Exercises: 10.33.346 Analyzing Linguistic Data with R - Details

Exercises: 10.33.346 Analyzing Linguistic Data with R - Details

You are not logged into Stud.IP.

General information

Course name Exercises: 10.33.346 Analyzing Linguistic Data with R
Subtitle
Course number 10.33.346
Semester SoSe2025
Current number of participants 12
Home institute Institute of Dutch Studies
Courses type Exercises in category Teaching
Next date Monday, 28.04.2025 08:00 - 10:00, Room: A09 0-018
Type/Form Ü
Pre-requisites In this practice (Übung) course, you will learn how to analyze linguistic data, using R. Think about the following questions:

1. Which of verbs and nouns have more irregular forms in English (e.g., "bought", not "buyed")?
2. Which of prefixed words (e.g., replay) or suffxied words (e.g., playing) is longer in terms of the number of letters?
3. Are high-frequency (familiar/common/easy) words pronounced rather short or long?
4. Do some people speak faster than others? How do you take individual differences into account?

How do you address these questions? What should you be careful about when analyzing linguistic data? By the end of the course, you will learn the basic linguistic analysis techniques, so that you will be able to perform appropriate analysis techniques to and answer linguistic questions such as above.

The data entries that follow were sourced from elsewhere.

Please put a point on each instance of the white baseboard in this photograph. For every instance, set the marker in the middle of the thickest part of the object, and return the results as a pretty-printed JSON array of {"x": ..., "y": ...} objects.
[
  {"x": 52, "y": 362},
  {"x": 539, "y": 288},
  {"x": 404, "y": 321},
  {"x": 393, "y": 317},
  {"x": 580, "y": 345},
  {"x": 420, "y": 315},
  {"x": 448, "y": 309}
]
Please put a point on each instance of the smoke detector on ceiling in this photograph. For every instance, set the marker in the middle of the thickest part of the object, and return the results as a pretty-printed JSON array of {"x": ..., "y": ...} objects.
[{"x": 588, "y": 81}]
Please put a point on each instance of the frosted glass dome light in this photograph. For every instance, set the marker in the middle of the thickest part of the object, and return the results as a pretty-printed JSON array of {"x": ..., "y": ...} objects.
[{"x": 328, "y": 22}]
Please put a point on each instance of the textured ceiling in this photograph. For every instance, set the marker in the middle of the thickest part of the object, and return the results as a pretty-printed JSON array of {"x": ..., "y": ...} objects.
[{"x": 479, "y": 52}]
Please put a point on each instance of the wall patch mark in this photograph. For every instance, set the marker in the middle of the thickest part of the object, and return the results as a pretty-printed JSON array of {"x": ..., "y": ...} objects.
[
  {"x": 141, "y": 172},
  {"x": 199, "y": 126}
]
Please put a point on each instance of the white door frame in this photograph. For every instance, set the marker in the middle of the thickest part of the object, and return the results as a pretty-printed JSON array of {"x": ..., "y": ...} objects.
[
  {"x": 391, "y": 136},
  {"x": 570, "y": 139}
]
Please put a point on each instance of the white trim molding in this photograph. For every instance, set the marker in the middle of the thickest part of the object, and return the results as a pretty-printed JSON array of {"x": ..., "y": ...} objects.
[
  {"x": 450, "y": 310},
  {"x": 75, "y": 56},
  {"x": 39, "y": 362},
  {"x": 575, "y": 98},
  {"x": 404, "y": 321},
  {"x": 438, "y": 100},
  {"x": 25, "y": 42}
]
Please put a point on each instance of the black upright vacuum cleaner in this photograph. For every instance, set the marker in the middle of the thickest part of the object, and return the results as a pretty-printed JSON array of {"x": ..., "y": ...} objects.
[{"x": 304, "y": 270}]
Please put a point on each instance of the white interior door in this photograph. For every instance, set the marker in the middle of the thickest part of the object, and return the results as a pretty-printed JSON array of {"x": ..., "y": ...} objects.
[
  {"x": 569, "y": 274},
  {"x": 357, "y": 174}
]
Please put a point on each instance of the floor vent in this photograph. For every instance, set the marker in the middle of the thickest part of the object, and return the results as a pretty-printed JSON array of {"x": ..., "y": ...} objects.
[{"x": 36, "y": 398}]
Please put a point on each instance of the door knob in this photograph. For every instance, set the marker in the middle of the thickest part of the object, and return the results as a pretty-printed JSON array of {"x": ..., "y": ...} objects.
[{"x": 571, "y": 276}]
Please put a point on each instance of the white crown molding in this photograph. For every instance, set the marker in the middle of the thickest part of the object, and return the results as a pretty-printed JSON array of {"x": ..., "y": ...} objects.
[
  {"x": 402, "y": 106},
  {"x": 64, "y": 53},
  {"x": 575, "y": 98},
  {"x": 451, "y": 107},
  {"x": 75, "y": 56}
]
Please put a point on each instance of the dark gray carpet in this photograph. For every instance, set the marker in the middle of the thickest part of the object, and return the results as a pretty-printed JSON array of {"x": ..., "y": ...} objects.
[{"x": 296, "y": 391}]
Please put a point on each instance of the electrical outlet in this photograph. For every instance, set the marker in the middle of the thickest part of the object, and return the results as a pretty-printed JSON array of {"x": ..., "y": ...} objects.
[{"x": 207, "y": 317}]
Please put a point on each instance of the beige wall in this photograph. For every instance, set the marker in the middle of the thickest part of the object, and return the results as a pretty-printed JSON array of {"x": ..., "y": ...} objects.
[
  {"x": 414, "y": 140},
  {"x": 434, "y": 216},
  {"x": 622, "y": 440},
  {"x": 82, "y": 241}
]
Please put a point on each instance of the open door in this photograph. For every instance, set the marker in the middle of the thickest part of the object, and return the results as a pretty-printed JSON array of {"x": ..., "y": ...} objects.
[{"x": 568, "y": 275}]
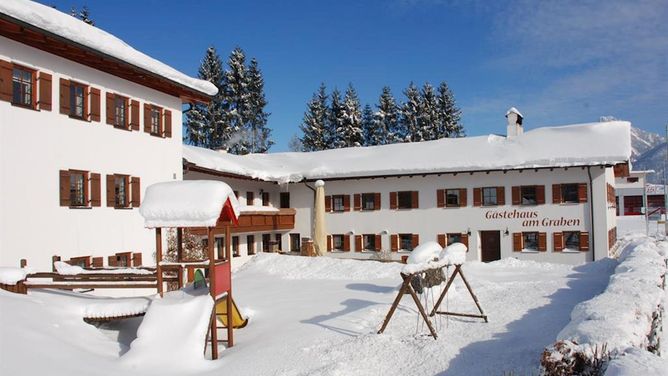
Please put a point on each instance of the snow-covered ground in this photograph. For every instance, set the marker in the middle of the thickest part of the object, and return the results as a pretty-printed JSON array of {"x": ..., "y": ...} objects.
[{"x": 320, "y": 316}]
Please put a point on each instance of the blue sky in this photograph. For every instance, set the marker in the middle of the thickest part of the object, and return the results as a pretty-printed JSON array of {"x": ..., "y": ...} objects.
[{"x": 557, "y": 62}]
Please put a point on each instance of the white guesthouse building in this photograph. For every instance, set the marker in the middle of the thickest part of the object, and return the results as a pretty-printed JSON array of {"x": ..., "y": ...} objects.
[
  {"x": 86, "y": 123},
  {"x": 545, "y": 195}
]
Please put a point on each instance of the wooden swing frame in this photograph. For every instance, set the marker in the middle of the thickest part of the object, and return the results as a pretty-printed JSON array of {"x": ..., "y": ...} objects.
[{"x": 406, "y": 287}]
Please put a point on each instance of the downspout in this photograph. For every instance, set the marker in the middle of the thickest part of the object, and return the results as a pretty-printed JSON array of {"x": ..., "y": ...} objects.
[{"x": 591, "y": 213}]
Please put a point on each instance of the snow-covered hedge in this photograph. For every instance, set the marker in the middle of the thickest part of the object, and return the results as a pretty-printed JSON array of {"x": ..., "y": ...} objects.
[{"x": 625, "y": 316}]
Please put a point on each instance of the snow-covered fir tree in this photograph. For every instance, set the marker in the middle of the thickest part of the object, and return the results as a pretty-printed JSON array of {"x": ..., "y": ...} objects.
[
  {"x": 314, "y": 125},
  {"x": 449, "y": 115},
  {"x": 387, "y": 119},
  {"x": 350, "y": 130},
  {"x": 259, "y": 140},
  {"x": 207, "y": 125},
  {"x": 410, "y": 112}
]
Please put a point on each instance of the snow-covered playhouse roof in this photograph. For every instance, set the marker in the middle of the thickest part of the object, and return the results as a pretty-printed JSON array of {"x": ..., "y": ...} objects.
[
  {"x": 78, "y": 33},
  {"x": 193, "y": 203},
  {"x": 606, "y": 143}
]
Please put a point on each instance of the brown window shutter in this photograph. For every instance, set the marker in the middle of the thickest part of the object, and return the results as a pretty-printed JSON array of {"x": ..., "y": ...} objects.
[
  {"x": 465, "y": 240},
  {"x": 168, "y": 123},
  {"x": 440, "y": 198},
  {"x": 516, "y": 195},
  {"x": 415, "y": 240},
  {"x": 357, "y": 201},
  {"x": 500, "y": 195},
  {"x": 556, "y": 193},
  {"x": 136, "y": 259},
  {"x": 584, "y": 241},
  {"x": 517, "y": 242},
  {"x": 134, "y": 115},
  {"x": 542, "y": 241},
  {"x": 147, "y": 118},
  {"x": 558, "y": 239},
  {"x": 463, "y": 200},
  {"x": 442, "y": 240},
  {"x": 582, "y": 192},
  {"x": 415, "y": 199},
  {"x": 110, "y": 108},
  {"x": 45, "y": 91},
  {"x": 95, "y": 190},
  {"x": 94, "y": 104},
  {"x": 477, "y": 196},
  {"x": 64, "y": 96},
  {"x": 135, "y": 186},
  {"x": 5, "y": 81},
  {"x": 358, "y": 243},
  {"x": 111, "y": 196},
  {"x": 346, "y": 202},
  {"x": 540, "y": 194},
  {"x": 64, "y": 188}
]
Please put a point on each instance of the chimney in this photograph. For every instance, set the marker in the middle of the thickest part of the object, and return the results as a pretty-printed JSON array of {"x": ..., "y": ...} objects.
[{"x": 514, "y": 127}]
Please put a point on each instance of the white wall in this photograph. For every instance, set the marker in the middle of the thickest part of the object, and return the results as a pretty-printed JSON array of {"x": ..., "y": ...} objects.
[{"x": 35, "y": 145}]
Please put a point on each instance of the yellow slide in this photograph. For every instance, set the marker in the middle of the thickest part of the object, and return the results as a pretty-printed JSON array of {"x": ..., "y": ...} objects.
[{"x": 221, "y": 312}]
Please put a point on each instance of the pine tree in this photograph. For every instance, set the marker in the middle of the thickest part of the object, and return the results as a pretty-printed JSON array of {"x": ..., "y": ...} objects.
[
  {"x": 428, "y": 115},
  {"x": 259, "y": 140},
  {"x": 207, "y": 125},
  {"x": 410, "y": 111},
  {"x": 350, "y": 129},
  {"x": 449, "y": 115},
  {"x": 236, "y": 96},
  {"x": 314, "y": 125}
]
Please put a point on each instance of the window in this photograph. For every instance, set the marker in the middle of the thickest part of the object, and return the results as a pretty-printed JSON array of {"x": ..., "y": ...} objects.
[
  {"x": 452, "y": 197},
  {"x": 337, "y": 203},
  {"x": 528, "y": 195},
  {"x": 22, "y": 87},
  {"x": 250, "y": 244},
  {"x": 337, "y": 242},
  {"x": 369, "y": 242},
  {"x": 569, "y": 193},
  {"x": 572, "y": 240},
  {"x": 121, "y": 191},
  {"x": 489, "y": 197},
  {"x": 77, "y": 100},
  {"x": 405, "y": 199},
  {"x": 530, "y": 240},
  {"x": 406, "y": 242},
  {"x": 285, "y": 200}
]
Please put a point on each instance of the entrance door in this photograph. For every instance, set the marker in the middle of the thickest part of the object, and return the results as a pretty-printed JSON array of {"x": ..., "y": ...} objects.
[{"x": 490, "y": 245}]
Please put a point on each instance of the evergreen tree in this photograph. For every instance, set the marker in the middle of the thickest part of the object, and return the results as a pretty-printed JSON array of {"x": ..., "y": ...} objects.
[
  {"x": 350, "y": 129},
  {"x": 236, "y": 96},
  {"x": 314, "y": 125},
  {"x": 259, "y": 140},
  {"x": 206, "y": 125},
  {"x": 449, "y": 115},
  {"x": 410, "y": 111},
  {"x": 428, "y": 115}
]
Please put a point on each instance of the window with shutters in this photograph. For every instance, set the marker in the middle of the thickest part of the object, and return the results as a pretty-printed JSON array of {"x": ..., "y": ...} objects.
[
  {"x": 572, "y": 240},
  {"x": 489, "y": 196},
  {"x": 78, "y": 105},
  {"x": 23, "y": 87}
]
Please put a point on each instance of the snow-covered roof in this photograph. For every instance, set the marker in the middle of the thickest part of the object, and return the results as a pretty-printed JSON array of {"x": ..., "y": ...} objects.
[
  {"x": 70, "y": 28},
  {"x": 573, "y": 145},
  {"x": 193, "y": 203}
]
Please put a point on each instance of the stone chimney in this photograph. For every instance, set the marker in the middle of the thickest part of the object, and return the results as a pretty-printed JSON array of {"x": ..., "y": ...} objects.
[{"x": 514, "y": 127}]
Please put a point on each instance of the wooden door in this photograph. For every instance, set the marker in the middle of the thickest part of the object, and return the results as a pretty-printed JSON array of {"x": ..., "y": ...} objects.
[{"x": 490, "y": 245}]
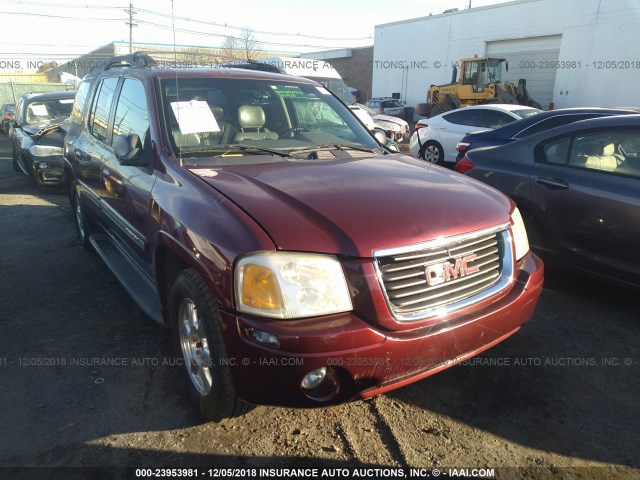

In this course, we will mainly follow the following book:

Baayen, R. Harald. (2008). "Analyzing linguistic data: A practical introduction to statistics using R". Cambridge University Press.

We will learn and practice several analysis techniques from each chapter of the book approximately every week. Additional contents will also be provided and explained as needed. You will be encouraged to read the relevant chapter before each session. In each session, we will run the codes in the chapter and discuss certain problems and questions together. This course will be organized in such a way to focus on interaction among participants, and therefore, you will be highly encouraged to bring your own questions and discussion topics and join an active discussion. After each session, you need to submit your script file of the week, which you have worked on during the week. You will additionally need to finish a web-based quiz with a few simple questions related to the topics of the week.
Learning organisation Below are some topics planned to learn in the course (*subject to change):
- Common data classes in R
- Random variables
- Distributions
- Data visualization
- T-test
- ANOVA
- Simple/multiple/generalized regressions
- Mixed models
- Non-linear regression

[IMPORTANT] You need to bring your own laptop with the internet connection, on which R must be able to run. Below are some useful websites for installing and setting up R for common operating systems. Please install R ready to use before the course begins.

Linux:
https://cran.r-project.org/bin/linux/ubuntu/fullREADME.html
https://dh-r.lincolnmullen.com/installing-r-and-packages.html

Mac OS:
https://dh-r.lincolnmullen.com/installing-r-and-packages.html
https://pages.cms.hu-berlin.de/EOL/gcg_quantitative-methods/HowTo_r-on-macos.html

Windows:
https://cran.r-project.org/bin/windows/base/rw-FAQ.html
https://www.dataquest.io/blog/installing-r-on-your-computer/
https://teacherscollege.screenstepslive.com/a/1108074-install-r-and-rstudio-for-windows
https://dh-r.lincolnmullen.com/installing-r-and-packages.html
Performance record The final grade will be determined based on attendance (30%), submission of the script after each session (40%), and performance on the weekly-quiz (30%). You will get 3 CPs upon successful completion of the course.
You will have an option of pursuing for 6 CPs, instead of 3 CPs. For 6 CPs, you will get an additional assignment of analyzing and summarizing liguistic data, using R and the Jupyter notebook. You will need to figure out what analysis is appropriate, perform it to the data, summarize results with texts and figures in a jupyter notebook script. The deadline of submission of the assignment is now planned to be the end of August.
You can also join the course without pursuing for grades and/or CPs. Even if you will not need a grade or a CP, you will still be encouraged to read a chapter before a session, bring your own questions, join a dicussion, submit the script of the week, and complete the web-based quiz, so that you can learn/practice as much and as effectively as possible.
Lehrsprache englisch
ECTS points 3 / 6

Rooms and times

A09 0-018
Monday: 08:00 - 10:00, weekly (12x)

Module assignments

Comment/Description

In this practice (Übung) course, you will learn how to analyze linguistic data, using R, following the book "Analyzing linguistic data: A practical introduction to statistics using R" (by R. Harald Baayen, 2008, Cambridge University Press). We learn several analysis techniques every week. After each session, you need to submit your own script of the week and complete a web-based quiz. The final grade will be determined based on attendance (30%), the submitted script (40%), and the weekly-quiz (30%). You will get 3 CPs upon successful completion of the course. You can also join the course even when you do not pursue for a grade or a CP, though you will be encouraged to join the discussion and complete the assignments in the course. [IMPORTANT:] You need to have your own laptop, on which R can run.